GOVERNANCE activist Brebner Changala has called on the new dawn administration to allow the current Constitutional Court Judges to re-apply through a proper vetting system saying they need to be re-examined.

A Copperbelt based woman recently wrote to the Judiciary complaining that a judge of the Constitutional Court had sex with her from when she was 14 years old, and as such, was not fit to be on the bench.

Commenting on the development, Changala said no due diligence or background checks were conducted on the current ConCourt Judges.

“The Judiciary in this country is under siege in that it has no public confidence which is supposed to be the bedrock of their integrity. But most importantly, the Constitutional Court has been a controversy from the day it was set up mainly in the manner the Judges were appointed by the previous regime. Many of them were not qualified, many of them did not meet the constitutional requirements for one to be a constitutional Judge and that was highlighted, but it was ignored by both the Executive and the Legislature. The Constitutional Court was created in good faith but constituted the Judges in bad faith. I am not surprised that the issues of what the lady raised would haunt the Constitutional Court because there was no due diligence and background checks as to men and women who are going to hold the offices to interpret the constitution of the land,” Changala said.

He, therefore, called on the new dawn administration to allow the current ConCourt Judges to re-apply through a proper vetting system.

“And as a result on the bench, we have what I may call ‘the rocks’ who went there to serve personal interests and the interests of the appointing authority. Men and Women who went to serve their own interests. You can see that their judgements are always partisan and controversial. What the lady has done is to expose what the people of Zambia had known all along. The ConCourt in its current form is not ideal to continue with the current office bearers. I ask the New Dawn administration to send everybody on the ConCourt on leave. Allow them to re-apply through a proper vetting system which must include the Africa Bar Association, the Commonwealth Bar Association and the Law Association of Zambia, to re-examine the applicants,” Changala said.

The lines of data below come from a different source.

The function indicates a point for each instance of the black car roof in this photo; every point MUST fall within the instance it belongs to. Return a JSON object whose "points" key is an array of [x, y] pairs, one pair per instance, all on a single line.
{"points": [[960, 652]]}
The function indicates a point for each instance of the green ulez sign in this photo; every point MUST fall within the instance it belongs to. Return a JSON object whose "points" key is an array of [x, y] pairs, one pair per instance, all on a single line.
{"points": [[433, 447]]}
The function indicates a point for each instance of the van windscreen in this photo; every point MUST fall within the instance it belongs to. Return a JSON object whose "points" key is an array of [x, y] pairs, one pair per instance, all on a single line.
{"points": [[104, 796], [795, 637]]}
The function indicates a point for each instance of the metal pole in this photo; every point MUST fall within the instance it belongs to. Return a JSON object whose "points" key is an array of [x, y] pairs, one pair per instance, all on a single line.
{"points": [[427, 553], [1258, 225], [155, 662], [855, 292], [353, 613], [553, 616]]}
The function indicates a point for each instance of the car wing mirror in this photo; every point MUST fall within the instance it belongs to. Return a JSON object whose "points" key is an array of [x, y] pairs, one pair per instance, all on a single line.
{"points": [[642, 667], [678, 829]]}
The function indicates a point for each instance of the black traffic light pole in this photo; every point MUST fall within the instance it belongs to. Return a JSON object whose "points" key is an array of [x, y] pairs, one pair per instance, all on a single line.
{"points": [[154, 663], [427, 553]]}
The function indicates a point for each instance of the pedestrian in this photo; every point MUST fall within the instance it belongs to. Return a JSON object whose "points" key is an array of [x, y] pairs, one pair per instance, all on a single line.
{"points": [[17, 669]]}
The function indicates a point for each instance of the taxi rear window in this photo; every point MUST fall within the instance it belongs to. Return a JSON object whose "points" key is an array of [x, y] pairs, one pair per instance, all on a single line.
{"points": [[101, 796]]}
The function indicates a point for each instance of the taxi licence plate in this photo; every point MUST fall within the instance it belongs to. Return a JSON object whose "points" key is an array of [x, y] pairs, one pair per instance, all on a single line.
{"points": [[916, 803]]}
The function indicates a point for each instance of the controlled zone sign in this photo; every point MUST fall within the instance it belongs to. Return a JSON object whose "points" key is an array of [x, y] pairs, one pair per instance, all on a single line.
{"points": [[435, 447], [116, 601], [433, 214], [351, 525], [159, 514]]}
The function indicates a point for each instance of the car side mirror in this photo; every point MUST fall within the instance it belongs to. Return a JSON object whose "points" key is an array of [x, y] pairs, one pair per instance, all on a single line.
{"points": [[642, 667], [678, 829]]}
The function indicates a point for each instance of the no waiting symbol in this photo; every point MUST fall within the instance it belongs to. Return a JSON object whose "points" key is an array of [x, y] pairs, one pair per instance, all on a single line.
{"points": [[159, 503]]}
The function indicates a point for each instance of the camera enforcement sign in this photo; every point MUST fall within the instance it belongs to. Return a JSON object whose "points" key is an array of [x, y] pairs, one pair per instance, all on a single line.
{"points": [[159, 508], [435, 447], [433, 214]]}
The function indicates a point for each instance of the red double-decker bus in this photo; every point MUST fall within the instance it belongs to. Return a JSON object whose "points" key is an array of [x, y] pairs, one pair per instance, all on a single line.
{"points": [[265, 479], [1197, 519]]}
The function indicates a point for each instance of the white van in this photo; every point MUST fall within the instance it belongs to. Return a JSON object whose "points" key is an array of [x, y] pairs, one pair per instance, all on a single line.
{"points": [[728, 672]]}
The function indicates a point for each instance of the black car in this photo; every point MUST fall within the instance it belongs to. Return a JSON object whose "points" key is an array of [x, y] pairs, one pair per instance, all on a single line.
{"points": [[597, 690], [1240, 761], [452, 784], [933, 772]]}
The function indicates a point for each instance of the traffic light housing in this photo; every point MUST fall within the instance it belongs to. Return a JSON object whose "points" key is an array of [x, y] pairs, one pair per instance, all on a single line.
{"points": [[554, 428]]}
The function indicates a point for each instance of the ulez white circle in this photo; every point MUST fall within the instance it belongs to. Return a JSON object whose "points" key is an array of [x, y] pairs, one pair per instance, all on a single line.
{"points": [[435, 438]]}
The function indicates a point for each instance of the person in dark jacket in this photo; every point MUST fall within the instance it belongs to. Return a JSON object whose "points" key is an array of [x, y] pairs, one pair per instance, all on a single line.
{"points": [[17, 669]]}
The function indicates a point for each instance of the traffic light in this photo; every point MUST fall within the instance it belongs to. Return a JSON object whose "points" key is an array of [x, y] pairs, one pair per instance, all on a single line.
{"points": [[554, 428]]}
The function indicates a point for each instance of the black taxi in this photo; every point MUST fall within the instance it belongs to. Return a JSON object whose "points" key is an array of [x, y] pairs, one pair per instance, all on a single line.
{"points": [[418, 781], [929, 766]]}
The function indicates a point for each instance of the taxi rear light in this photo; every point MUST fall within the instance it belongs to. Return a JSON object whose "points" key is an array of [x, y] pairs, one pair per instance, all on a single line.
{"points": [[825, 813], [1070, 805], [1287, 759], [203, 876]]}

“They have fractured many lives and destroyed our constitutional democracy to some larger extent. We don’t need an apprentice to decide the future of the nation or any individual. We need the Constitutional Court but the current office bearers must re-apply and the decisions of the ConCourt must be appealable when people are not happy.”

Changala also accused the Judges of passing controversial rulings.

“It is a danger that we have experienced that the ConCourt is the court of first incidence, it can’t be. And they are not ashamed to pass controversial court rulings which do not make sense. I will give an example of the third term bid. It had the audacity to tell us that whosoever has held office twice is not a stand alone declaration, it must be married by a term. That was to accommodate their godfather. When the lady comes on board, she has just come to confirm the long time view that our colleagues on the bench are tainted,” said Changala.